Carol Howard Merritt's latest book, Healing Spiritual Wounds: Reconnecting with a Loving God After Experiencing a Hurtful Church (HarperOne) hit the shelves almost three weeks ago, which is almost an eternity in the reviewing world, but in my defense: it took me a long time to read through the entire manuscript because every few pages I had to put the book down in order to honor and process everything that was being said to me from a place of sheer vulnerability and honesty. And then I would pick the book back up again and re-read the words I had just pored over. It's that good, and that profound.
Carol has built her reputation as a Christian writer and speaker off of the systematically-laid out vision for a new church that first came through in her debut work Tribal Church: Ministering to the Missing Generation, but Healing Spiritual Wounds is a bit more organic and much more introspective. Recognizing the Jonah-esque internal turmoil that is increasingly commonplace for people raised in the faith and feeling the need to then leave it, Healing Spiritual Wounds is part-how-to guide, part-testimony, and part-apologia for the church's own complicity in the emotional scars that so many people bear today.
Given that subject matter, you might expect such a book to be a genuine emotional drag, or at least a slog to get through. And while yes, at times the words on the page *are* difficult to read, it is often because they are supposed to be difficult to read. If there is a common denominator to be had across Carol's body of work, it is that she is a pastor and writer unconcerned with what I have come to term as the "Church of Be Nice and Chew With Your Mouth Closed." Not that there isn't virtue to chewing with your mouth closed--there is--but that such virtue is dwarfed by the far more soul-sized virtues that Jesus enumerates in Matthew 23 as the "weightier matters:" justice, mercy, and faith.

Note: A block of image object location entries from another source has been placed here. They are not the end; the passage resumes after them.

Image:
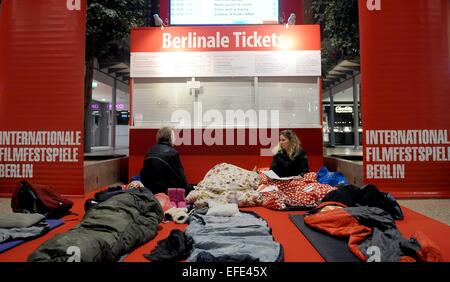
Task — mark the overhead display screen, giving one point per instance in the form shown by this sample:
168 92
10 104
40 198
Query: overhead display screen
223 12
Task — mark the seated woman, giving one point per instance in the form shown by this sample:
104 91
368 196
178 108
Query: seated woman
162 167
290 159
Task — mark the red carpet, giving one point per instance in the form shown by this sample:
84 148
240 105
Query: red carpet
296 246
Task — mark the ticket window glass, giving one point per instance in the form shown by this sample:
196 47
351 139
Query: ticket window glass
296 100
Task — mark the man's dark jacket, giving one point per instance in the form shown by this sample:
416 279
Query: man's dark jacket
162 169
283 166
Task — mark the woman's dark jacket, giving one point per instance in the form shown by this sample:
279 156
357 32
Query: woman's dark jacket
162 169
283 166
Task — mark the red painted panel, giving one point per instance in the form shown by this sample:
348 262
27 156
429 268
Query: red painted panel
41 83
405 86
197 160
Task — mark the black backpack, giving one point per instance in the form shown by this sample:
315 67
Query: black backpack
31 198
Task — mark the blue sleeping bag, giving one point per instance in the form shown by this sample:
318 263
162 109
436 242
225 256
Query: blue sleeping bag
325 176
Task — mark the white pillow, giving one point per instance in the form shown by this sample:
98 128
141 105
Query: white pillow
223 210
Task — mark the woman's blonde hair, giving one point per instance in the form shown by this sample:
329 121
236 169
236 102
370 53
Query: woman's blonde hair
294 143
164 134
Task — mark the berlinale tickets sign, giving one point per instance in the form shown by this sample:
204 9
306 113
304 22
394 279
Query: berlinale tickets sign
41 93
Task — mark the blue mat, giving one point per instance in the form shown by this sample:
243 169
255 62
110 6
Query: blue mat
332 249
53 223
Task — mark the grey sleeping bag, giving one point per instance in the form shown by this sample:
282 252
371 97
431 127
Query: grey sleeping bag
243 236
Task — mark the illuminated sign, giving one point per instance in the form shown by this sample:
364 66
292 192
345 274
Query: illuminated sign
343 109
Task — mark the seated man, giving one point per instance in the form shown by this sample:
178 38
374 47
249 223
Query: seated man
162 167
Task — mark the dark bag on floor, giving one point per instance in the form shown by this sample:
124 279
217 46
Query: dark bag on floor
32 198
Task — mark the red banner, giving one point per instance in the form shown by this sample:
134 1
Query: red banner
405 96
226 38
41 93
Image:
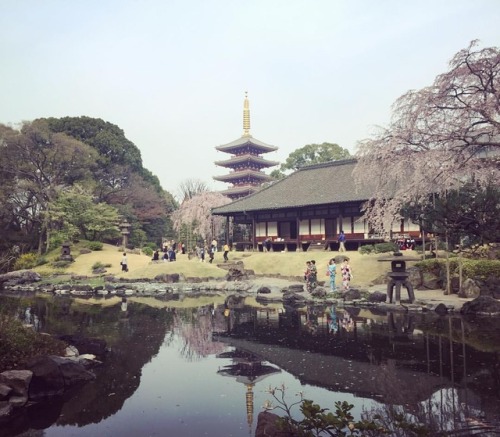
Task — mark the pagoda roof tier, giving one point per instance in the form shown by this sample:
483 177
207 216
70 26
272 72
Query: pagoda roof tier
240 191
246 158
250 174
246 141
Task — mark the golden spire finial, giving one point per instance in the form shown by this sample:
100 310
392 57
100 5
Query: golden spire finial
246 116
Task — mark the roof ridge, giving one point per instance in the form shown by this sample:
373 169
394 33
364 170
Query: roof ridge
335 162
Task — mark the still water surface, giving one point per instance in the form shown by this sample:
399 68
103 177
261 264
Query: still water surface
202 367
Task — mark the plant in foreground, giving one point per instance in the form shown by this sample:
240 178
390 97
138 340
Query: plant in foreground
317 421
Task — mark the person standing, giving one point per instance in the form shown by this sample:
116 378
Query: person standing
124 262
341 241
312 277
332 271
346 274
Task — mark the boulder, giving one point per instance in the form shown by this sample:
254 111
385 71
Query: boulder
469 289
290 298
319 292
5 391
352 294
95 346
296 288
441 309
377 296
267 426
19 381
484 305
168 278
414 276
6 410
53 375
236 274
19 277
47 379
431 283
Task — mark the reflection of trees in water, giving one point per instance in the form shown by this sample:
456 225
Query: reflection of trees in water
138 339
444 413
194 328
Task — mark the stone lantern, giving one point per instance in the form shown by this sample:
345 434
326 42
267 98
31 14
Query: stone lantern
124 228
66 252
398 276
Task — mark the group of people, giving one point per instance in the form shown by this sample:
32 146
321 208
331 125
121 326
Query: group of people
311 274
168 254
202 251
406 243
345 271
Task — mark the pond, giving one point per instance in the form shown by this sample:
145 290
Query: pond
203 367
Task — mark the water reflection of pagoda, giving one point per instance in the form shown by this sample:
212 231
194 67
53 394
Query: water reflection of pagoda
246 161
248 369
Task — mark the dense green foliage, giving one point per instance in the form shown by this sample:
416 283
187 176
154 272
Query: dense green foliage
472 268
94 245
378 248
316 421
75 178
469 215
311 154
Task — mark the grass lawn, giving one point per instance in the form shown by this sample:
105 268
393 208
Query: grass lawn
365 268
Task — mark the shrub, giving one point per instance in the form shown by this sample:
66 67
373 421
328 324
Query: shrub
94 245
147 251
26 261
60 264
100 265
385 247
364 250
480 268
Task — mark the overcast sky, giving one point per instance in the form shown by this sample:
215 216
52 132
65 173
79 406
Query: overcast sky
173 74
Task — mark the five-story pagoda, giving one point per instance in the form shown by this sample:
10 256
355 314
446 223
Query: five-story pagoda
246 161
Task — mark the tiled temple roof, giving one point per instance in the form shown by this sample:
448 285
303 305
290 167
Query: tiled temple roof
319 184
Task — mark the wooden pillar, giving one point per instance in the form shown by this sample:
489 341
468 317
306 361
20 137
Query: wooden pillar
227 230
254 234
298 233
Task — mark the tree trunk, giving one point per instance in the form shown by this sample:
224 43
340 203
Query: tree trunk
448 280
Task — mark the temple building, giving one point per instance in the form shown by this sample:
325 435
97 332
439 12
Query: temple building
246 162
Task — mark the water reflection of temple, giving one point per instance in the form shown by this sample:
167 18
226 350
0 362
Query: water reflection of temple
247 369
393 358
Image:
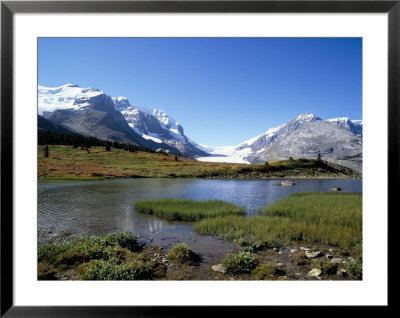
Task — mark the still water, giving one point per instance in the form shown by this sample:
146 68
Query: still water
100 207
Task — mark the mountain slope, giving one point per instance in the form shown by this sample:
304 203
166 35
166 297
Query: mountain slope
90 112
337 140
157 126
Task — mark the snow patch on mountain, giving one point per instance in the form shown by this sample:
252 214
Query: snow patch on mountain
228 154
253 148
67 96
150 136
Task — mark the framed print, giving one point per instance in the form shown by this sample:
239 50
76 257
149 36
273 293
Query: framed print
161 155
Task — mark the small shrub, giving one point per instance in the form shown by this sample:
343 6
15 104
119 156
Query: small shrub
354 270
327 267
46 271
241 262
111 270
124 240
249 246
183 254
300 259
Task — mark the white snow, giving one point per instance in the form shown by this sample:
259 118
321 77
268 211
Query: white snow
152 137
226 154
67 96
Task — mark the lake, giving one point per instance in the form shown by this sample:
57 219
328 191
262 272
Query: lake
100 207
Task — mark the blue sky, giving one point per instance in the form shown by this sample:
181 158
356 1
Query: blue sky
223 91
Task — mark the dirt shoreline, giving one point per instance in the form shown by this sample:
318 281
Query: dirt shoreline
290 262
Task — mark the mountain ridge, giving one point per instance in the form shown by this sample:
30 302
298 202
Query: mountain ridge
90 111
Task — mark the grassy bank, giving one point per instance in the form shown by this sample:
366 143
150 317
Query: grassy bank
187 210
329 218
96 162
116 256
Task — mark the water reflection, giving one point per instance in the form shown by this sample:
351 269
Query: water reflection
98 208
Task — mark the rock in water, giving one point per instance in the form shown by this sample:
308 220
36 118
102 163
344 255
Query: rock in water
310 255
219 268
315 272
288 183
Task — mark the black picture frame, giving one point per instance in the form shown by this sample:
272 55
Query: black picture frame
8 8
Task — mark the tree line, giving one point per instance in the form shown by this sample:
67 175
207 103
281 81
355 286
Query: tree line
49 137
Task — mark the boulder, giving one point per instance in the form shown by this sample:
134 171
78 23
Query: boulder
336 260
287 183
315 272
342 272
310 255
219 268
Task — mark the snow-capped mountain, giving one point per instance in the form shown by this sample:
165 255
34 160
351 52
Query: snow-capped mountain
337 140
91 112
157 126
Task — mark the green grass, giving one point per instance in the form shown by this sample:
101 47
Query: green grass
116 256
329 218
66 163
187 210
74 178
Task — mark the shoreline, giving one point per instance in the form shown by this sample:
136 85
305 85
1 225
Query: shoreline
281 262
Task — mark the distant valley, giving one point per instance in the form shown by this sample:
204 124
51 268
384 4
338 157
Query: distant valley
91 112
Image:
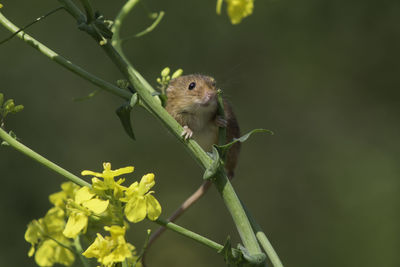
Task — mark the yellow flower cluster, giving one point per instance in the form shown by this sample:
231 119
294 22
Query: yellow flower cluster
49 244
111 249
76 209
237 9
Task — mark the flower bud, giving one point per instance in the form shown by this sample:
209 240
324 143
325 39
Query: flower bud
165 72
177 73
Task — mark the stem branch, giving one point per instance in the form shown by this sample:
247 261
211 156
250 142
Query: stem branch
42 160
185 232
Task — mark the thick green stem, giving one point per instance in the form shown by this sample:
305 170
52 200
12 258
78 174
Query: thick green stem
264 242
190 234
42 160
62 61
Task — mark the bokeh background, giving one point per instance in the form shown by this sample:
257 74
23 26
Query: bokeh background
323 75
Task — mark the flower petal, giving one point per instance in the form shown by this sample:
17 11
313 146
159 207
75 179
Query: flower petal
153 207
96 205
135 209
83 194
77 222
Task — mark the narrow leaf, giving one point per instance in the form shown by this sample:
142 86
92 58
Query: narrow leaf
215 165
223 149
124 114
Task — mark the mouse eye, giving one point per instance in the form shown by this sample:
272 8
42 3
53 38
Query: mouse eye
192 85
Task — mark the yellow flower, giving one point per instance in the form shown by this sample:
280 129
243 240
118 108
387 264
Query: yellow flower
111 249
47 240
237 9
140 202
84 205
109 183
59 199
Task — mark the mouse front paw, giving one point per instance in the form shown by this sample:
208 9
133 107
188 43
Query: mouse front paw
187 133
221 122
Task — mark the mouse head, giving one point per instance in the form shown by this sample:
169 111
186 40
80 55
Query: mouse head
193 94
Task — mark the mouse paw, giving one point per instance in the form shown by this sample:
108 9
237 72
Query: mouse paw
187 133
221 122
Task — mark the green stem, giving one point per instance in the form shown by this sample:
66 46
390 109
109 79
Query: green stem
201 239
147 30
89 10
116 29
62 61
222 182
42 160
264 242
79 251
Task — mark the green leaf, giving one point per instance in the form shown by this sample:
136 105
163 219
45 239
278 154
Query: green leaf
252 260
124 114
221 113
87 97
13 135
232 257
224 148
18 108
215 166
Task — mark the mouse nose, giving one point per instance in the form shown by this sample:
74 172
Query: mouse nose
209 96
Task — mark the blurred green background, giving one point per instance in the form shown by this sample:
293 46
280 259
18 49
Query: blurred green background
323 75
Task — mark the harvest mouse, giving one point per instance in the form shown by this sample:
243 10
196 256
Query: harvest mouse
192 101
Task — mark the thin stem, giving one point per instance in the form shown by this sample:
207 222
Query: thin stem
148 29
63 61
79 251
42 160
264 242
89 10
221 181
116 29
180 230
30 24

In these virtues, it is imperative to recognize that the church has at times failed both its adherents and its communities--a case that Carol makes not with wrathful fire or blithe indifference, but with carefully chosen words of care and compassion for both the church and the people whom it has hurt, people of whom Carol recounts throughout the book as realizing that the presence of the church in their lives was akin to a poison which required an antidote.
If it is painful to hear of the body of Christ seen, and likened to, a poison, it should be: realizing the harm done in the name of Christ by profoundly flawed people is a painful process. And it would be easy for a book on such a topic to simply be an exercise in pain, but that is emphatically not the case in Healing Spiritual Wounds, as Carol presents a blueprint of sorts for the healing that must take place--healing not only for individuals hurt by abusive churches and communities, but healing for the church itself as a living, breathing entity still very much capable of the sort of kingdom-building to which it was commissioned in by the Risen Christ in the Gospels. This blueprint centers around her fundamental belief in the love of God and its radically deep, inclusive, and lifechanging nature, and it serves as the good news of a book that may otherwise bear a foreboding title for many.
And from this good news we get a sense of the depths of Carol's hopes in and for the church. There is a great deal of work to do in building the body back up after the waves of sex and financial scandals, the use and endorsement of conversion therapy, and now after the 2016 elections the selling-out of previously strongly-held principles concerning modesty, humility, and sexuality in order to elect Donald Trump as president.
But we are a resilient people, and with the tools that Carol proffers to us in this book, we can stand to be even more so going into the future. Because God knows, seeing the pain and violence taking place already in 2017, we shall surely need those tools, and her words. If you are interested in learning more about how people have come to heal with their church-inflicted injuries, or if you yourself are struggling with the pain of past church experiences, you very likely will not regret the time and money you sink into reading this book.
Vancouver, Washington
February 24, 2017
Disclaimer: I have maintained a friendship with Carol for several years ever since inviting her to speak at a regional church conference. However, I was not materially or financially compensated in any way for my review, and all opinions in this review are mine, and mine alone.